Initially all the models were evaluated on FaceForensics++ against the RGB baseline, with the aim of making the most accurate prediction possible.
Of these results, the authors state:
‘Once we introduce RGB based models into the mix, we see an immediate saturation in accuracy for the models at around 96%. Additionally, the RGB models once again quickly overfit on the dataset.
‘As we see no changes in general accuracy whether the model uses RGB or a combination of RGB and motion information, we surmise that this is due to the poor quality of current DeepFake datasets available for research. Meaning the model gets as high of an accuracy it can get, already by just using RGB input.’

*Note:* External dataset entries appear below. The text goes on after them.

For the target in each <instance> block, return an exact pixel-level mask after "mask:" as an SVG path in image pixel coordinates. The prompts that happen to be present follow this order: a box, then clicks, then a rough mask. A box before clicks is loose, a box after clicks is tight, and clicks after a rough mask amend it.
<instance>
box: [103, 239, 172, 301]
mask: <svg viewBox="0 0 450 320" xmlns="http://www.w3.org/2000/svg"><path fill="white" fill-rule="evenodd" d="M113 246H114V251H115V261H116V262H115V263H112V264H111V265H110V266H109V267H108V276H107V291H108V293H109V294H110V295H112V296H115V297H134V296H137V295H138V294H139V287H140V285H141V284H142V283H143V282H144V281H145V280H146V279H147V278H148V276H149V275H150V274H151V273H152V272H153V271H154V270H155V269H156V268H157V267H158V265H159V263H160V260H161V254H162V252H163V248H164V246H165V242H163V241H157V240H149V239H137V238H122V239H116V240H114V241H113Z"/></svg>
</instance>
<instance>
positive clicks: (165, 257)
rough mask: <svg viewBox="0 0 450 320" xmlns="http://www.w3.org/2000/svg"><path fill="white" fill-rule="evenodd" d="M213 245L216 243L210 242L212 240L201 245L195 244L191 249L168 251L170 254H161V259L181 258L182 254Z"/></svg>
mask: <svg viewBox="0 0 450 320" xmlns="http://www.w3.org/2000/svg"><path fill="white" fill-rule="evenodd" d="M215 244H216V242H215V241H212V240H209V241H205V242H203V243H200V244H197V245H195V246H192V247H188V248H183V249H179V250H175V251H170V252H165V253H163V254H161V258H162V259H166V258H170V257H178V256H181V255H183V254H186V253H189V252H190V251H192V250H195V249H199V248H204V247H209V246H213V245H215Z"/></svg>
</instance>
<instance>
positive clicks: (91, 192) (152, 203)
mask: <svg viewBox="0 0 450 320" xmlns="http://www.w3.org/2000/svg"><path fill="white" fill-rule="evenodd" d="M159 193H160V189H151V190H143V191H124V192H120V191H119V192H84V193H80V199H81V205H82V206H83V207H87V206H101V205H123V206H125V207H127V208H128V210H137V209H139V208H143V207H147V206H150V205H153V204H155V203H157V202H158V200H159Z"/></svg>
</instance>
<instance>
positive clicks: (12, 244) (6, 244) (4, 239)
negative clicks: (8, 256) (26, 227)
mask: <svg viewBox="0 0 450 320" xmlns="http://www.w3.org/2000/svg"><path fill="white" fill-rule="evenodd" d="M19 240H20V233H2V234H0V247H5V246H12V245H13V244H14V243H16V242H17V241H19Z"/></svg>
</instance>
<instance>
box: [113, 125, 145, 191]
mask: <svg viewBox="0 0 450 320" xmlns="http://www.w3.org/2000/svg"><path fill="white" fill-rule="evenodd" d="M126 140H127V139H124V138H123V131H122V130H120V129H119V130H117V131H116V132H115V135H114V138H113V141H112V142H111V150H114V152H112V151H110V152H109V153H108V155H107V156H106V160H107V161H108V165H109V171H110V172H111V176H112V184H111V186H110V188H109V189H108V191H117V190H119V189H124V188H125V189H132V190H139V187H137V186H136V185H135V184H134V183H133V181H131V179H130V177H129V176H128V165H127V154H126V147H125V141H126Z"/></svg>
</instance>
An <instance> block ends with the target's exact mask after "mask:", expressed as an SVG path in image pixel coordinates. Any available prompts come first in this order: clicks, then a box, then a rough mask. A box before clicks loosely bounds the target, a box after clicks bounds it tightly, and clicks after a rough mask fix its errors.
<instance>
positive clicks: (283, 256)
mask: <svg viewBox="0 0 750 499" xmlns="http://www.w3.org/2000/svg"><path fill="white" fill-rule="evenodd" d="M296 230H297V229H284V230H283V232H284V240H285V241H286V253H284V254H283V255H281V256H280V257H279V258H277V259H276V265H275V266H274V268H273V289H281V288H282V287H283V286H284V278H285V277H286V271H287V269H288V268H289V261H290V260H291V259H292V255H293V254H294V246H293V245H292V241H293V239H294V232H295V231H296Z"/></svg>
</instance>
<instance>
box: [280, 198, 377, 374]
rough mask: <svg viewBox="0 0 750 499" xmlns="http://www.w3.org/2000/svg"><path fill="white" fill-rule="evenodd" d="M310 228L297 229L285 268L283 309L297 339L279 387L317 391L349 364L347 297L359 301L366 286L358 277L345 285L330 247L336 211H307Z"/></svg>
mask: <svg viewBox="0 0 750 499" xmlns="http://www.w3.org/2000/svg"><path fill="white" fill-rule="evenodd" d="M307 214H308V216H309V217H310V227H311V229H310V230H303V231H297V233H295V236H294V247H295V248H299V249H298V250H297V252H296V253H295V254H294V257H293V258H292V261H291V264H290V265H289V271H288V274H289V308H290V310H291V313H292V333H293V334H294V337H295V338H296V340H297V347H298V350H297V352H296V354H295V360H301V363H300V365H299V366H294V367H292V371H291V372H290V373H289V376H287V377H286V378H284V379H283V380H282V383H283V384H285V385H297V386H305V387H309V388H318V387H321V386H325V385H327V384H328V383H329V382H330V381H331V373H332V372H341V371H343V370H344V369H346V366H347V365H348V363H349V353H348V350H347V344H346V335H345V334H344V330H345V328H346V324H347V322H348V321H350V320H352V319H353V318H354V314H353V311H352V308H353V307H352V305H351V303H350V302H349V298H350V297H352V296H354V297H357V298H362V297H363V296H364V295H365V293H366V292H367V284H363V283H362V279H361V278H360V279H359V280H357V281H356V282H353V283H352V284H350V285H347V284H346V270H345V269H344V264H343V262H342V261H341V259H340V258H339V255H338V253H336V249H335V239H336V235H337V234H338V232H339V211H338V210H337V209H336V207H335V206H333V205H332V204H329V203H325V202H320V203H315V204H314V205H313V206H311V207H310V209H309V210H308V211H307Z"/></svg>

The central focus of the new work was to maintain this high level of applicability when using optical flow models, and therefore the researchers trained models individually on each type of deepfake approach, and ran tests for cross-forgery generalization:
Here the paper comments:
‘[We] can see MVs achieving higher accuracies on the specific datasets, indicating that they might add additional information that is not included in optical flows. Secondly, for cross-forgery and on average we see equally strong generalization results for all temporal augmentations, with OF performing slightly better on some subsets, namely Face2Face and DeepFakes.
‘Confirming previous research, we see purely RGB trained networks perform poorly on all generalization tasks. Thereby, we confirm the cross-forgery detection ability of MV in DeepFake [detection.]’
The authors additionally tested the systems against purely temporal data, evaluating model performance against RAFT’s optical flow methodology, and also on motion vector stemming.
The authors assert:
‘These results show that using the MVs and IMs only, strongly outperforms the RAFT based model, even only using MV Ps. Meaning that, while maybe not all motion is accounted for by MVs as it is by the [OF], there is additional information in MVs and IMs that allows for a better classification of whether a video is a forgery or not.’
As the computer vision research sector faces unfeasible dataset sizes and resource cost for the training and inference of novel models, and as much of the western world faces up to a growing energy crisis, a growing number of papers addressing optimization have been released as 2023 has matured.
In the case of the current work, the central motivation is to offer a more adroit and nimble solution to prior optical flow approaches to deepfake video detection; but the collateral benefits indicate that new and valuable solutions may continue to emerge from current and otherwise undesirable constraints upon resources.